5. The ruling has troubling parallels to the Supreme Court’s decision in the case of Susiya, a West Bank Bedouin village across the Green Line


On the same day as it issued its ruling on Umm al-Hiran, 5 May 2015, the SCT effectively sealed the fate of the ancient Bedouin village of Susiya, located close to the Green Line in the south Hebron hills in the West Bank. In its discriminatory decision, the SCT ruled that the state can now demolish and forcibly displace  all c. 350 Bedouin residents of Susiya. The SCT also (and unusually) denied a request for an interim order  to freeze the implementation of the demolition pending a hearing on a petition against the demolition. The village can now be demolished at any moment. This parallel case is very troubling in that it highlights the state’s common policy of forcibly displacing the Bedouin on both sides of the Green Line.



Motion for extraordinary second hearing denied


On 7 June 2015, Adalah filed a motion to the Israeli SCT requesting an extraordinary second hearing on  the case of Atir-Umm al-Hiran. As Adalah argued in the motion, “The 1,000 residents of Atir-Umm al-Hiran are not trespassers as they were given permission to stay on the land 60 years ago. This permission for property rights is a constitutional right that cannot be infringed upon based on the state's arbitrary decisions driven by racist motives. There has never been a ruling such as this in the SCT’s history since 1948, and it permits the implementation of further plans to dispossess and displace the Bedouin of the Naqab/Negev, such as the Prawer Plan.”


On 17 January 2016, the SCT rejected Adalah’s motion for an extraordinary second hearing, with Court President Justice Miriam Naor ruling that, “This case is not one that can be considered to be exceptionally- exceptional, the rarest of rare, to warrant another hearing.”10 In Adalah’s view, the assessment that the case of Atir-Umm al-Hiran – which involves the demolition of a Bedouin village and the establishment of a Jewish town and pasture for cattle on its ruins – is not sufficiently exceptional to warrant a second hearing is both absurd and dangerous. The SCT’s refusal to reconsider its ruling from May 2015 instead reflects  the Court’s compliance with the state’s policies of discrimination, segregation and dispossession against the Bedouin in the Naqab.

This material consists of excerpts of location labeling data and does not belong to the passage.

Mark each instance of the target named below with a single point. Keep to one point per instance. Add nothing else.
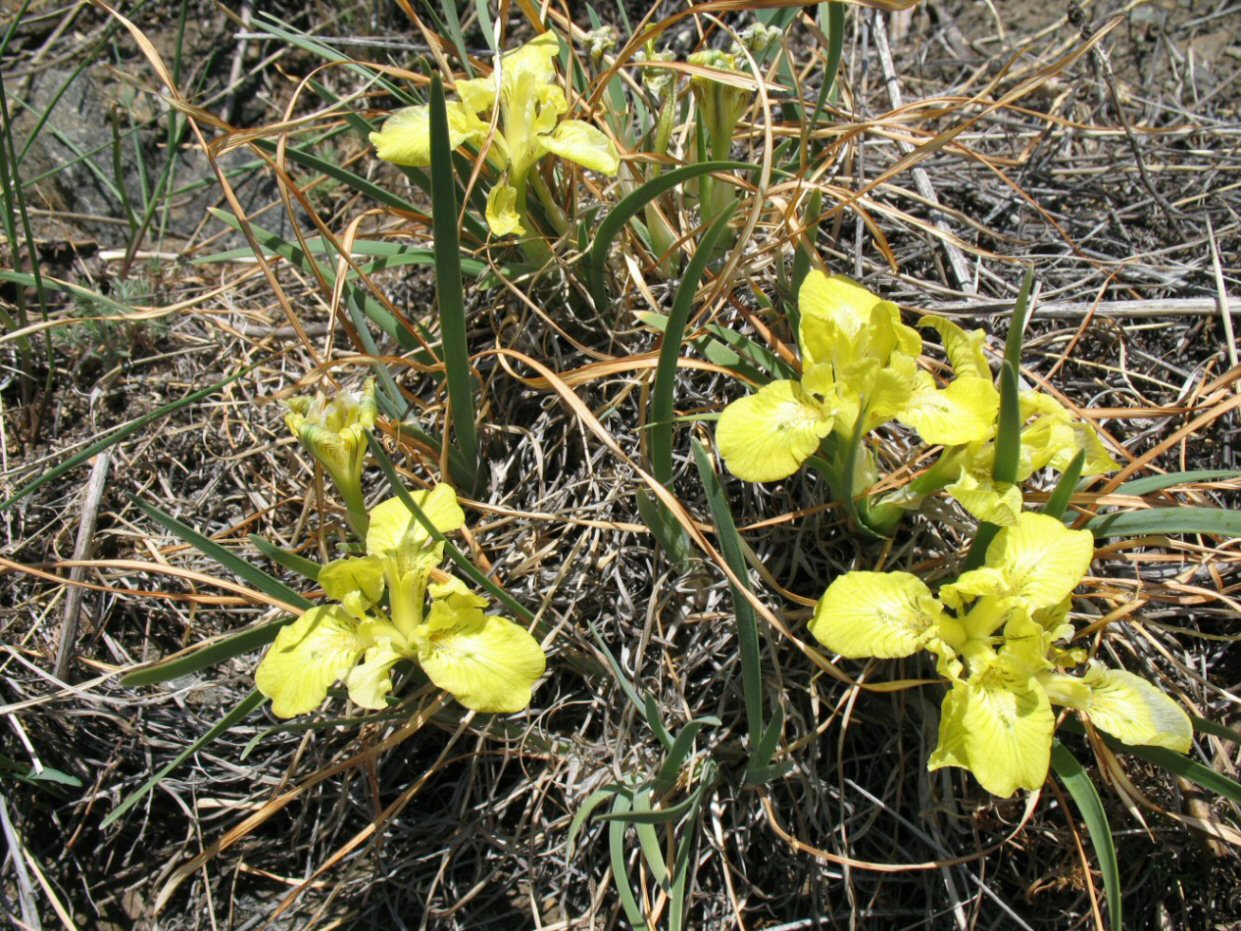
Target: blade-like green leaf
(1020, 318)
(292, 561)
(261, 580)
(593, 801)
(1180, 765)
(629, 206)
(1157, 483)
(1168, 520)
(235, 716)
(451, 549)
(662, 396)
(1091, 806)
(619, 867)
(449, 293)
(747, 622)
(1059, 500)
(205, 654)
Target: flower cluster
(997, 633)
(334, 432)
(530, 104)
(859, 370)
(488, 663)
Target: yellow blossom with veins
(334, 432)
(994, 632)
(531, 104)
(488, 663)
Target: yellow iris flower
(334, 432)
(1050, 438)
(488, 663)
(531, 104)
(859, 370)
(995, 632)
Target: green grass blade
(662, 396)
(648, 838)
(1158, 483)
(261, 580)
(1091, 806)
(449, 292)
(629, 206)
(128, 430)
(593, 801)
(292, 561)
(662, 816)
(1214, 521)
(619, 868)
(747, 622)
(1057, 503)
(1180, 765)
(676, 755)
(1020, 318)
(235, 716)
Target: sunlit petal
(884, 615)
(585, 145)
(488, 663)
(768, 435)
(371, 680)
(1041, 559)
(1136, 711)
(963, 412)
(308, 656)
(405, 138)
(501, 210)
(395, 528)
(999, 725)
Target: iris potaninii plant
(525, 87)
(488, 663)
(997, 633)
(334, 432)
(859, 371)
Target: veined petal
(963, 348)
(360, 577)
(963, 412)
(405, 138)
(768, 435)
(478, 94)
(837, 298)
(395, 529)
(534, 61)
(585, 145)
(488, 663)
(305, 659)
(884, 615)
(886, 390)
(1098, 459)
(501, 210)
(994, 502)
(1136, 711)
(974, 584)
(999, 726)
(456, 589)
(370, 682)
(1041, 559)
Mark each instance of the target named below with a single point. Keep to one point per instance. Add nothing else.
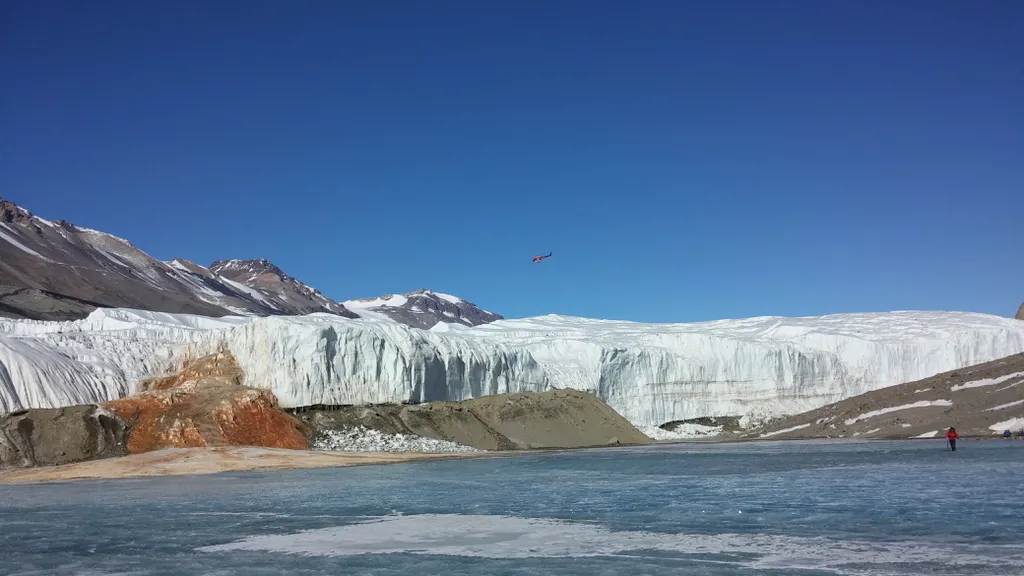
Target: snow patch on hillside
(682, 432)
(361, 439)
(986, 381)
(873, 413)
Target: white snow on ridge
(1012, 424)
(783, 430)
(650, 373)
(922, 404)
(20, 246)
(986, 381)
(361, 439)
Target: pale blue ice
(804, 508)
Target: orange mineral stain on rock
(205, 405)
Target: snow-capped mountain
(649, 373)
(57, 271)
(423, 309)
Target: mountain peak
(10, 212)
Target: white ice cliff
(650, 373)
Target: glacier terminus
(650, 373)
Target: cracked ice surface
(650, 373)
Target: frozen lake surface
(766, 508)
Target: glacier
(651, 373)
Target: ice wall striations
(317, 360)
(650, 373)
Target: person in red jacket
(951, 436)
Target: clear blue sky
(683, 161)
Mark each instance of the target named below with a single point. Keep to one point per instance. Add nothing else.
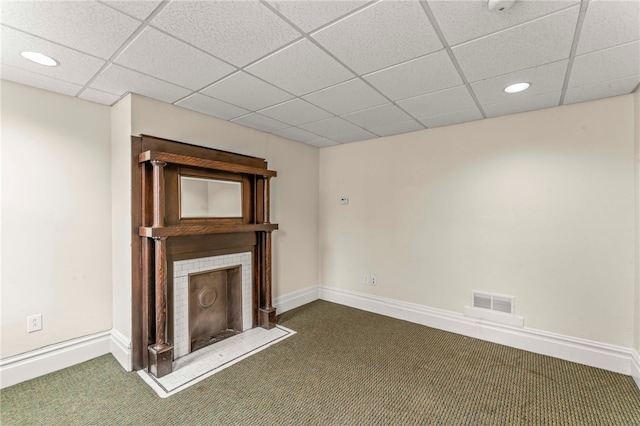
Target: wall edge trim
(587, 352)
(120, 348)
(29, 365)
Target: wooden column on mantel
(161, 352)
(163, 162)
(267, 311)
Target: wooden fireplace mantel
(187, 230)
(158, 165)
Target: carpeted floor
(343, 367)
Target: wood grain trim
(185, 230)
(185, 160)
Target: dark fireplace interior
(215, 306)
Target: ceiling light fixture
(40, 58)
(517, 87)
(500, 5)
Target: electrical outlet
(34, 323)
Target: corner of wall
(121, 222)
(637, 230)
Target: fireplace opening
(215, 306)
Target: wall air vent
(493, 307)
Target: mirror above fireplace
(209, 198)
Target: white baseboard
(296, 299)
(27, 366)
(120, 347)
(635, 367)
(595, 354)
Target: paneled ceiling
(329, 72)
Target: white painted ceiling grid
(329, 72)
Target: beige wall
(294, 191)
(56, 218)
(537, 205)
(121, 214)
(637, 233)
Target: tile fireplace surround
(181, 271)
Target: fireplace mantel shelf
(186, 230)
(185, 160)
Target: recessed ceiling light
(40, 58)
(516, 87)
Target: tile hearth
(197, 366)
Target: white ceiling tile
(322, 142)
(427, 74)
(237, 31)
(247, 91)
(90, 27)
(369, 39)
(118, 80)
(309, 15)
(75, 67)
(295, 112)
(396, 128)
(99, 96)
(609, 23)
(449, 100)
(352, 95)
(360, 135)
(169, 59)
(535, 43)
(609, 64)
(378, 116)
(260, 122)
(210, 106)
(454, 117)
(605, 89)
(331, 127)
(300, 69)
(543, 79)
(29, 78)
(545, 100)
(465, 20)
(296, 134)
(138, 9)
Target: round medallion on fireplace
(207, 297)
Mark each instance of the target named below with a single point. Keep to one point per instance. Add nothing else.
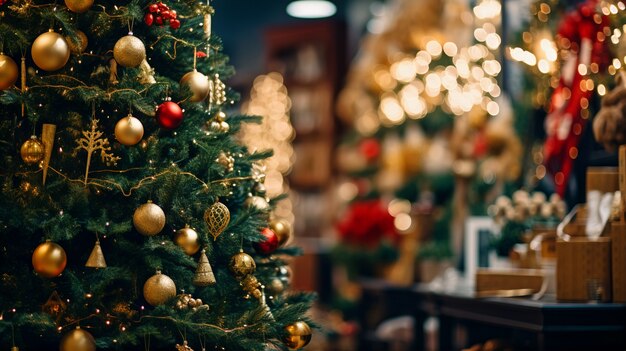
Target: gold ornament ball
(50, 51)
(49, 259)
(187, 239)
(78, 340)
(78, 6)
(32, 151)
(78, 47)
(129, 130)
(149, 219)
(242, 265)
(298, 335)
(282, 229)
(158, 289)
(129, 51)
(198, 83)
(8, 72)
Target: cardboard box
(584, 269)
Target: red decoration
(169, 115)
(582, 29)
(160, 14)
(269, 244)
(148, 19)
(366, 224)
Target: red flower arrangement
(367, 223)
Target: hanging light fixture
(311, 9)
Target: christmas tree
(124, 225)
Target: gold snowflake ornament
(91, 141)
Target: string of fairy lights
(269, 99)
(442, 74)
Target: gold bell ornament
(204, 273)
(8, 72)
(96, 258)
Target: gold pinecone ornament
(217, 218)
(204, 273)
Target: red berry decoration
(169, 115)
(269, 244)
(148, 19)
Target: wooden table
(530, 325)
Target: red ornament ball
(148, 19)
(169, 115)
(269, 244)
(370, 148)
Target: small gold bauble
(187, 239)
(282, 228)
(242, 264)
(158, 289)
(78, 6)
(8, 72)
(149, 219)
(78, 340)
(49, 259)
(50, 51)
(32, 151)
(77, 46)
(129, 51)
(198, 83)
(299, 335)
(128, 130)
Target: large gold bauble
(158, 289)
(198, 83)
(78, 47)
(79, 6)
(187, 239)
(49, 259)
(242, 265)
(50, 51)
(32, 151)
(128, 130)
(299, 335)
(8, 72)
(78, 340)
(149, 219)
(129, 51)
(282, 228)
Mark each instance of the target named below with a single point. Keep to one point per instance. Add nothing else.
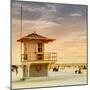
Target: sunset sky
(65, 23)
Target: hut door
(40, 50)
(24, 71)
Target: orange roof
(35, 36)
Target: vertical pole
(21, 44)
(21, 31)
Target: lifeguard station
(35, 60)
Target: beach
(63, 77)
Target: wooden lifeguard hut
(34, 59)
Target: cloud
(75, 15)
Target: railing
(34, 56)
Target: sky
(64, 22)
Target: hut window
(40, 56)
(39, 47)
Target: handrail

The SCT’s decision constitutes its final say in the case and its refusal to reconsider its ruling from 5 May 2015 effectively means that the eviction and demolition of the village can go ahead. The villagers have exhausted all available legal channels and can only hope that adequate local and international political pressures can be brought to bear on the Israeli government not to forcibly evict them from their land.


Calls for urgent action to #Save_UmAlHiran11


Adalah urges the international community/European Union to:


  • Call on Israel to immediately halt its plans to demolish Atir-Umm al-Hiran and forcibly displace its 1,000 Bedouin residents;
  • Call on Israel to grant full legal recognition to the village, along with all the other unrecognized Bedouin villages in the Naqab;
  • Engage in meaningful dialogue with the Bedouin community and the Arab political leadership to  justly resolve land claims and disputes in the Naqab;
  • Demand that Israel enshrine the principle of equality in its law and practices, and to insist that in a democracy, a citizen’s rights are not conditioned on their ethnic or national identity.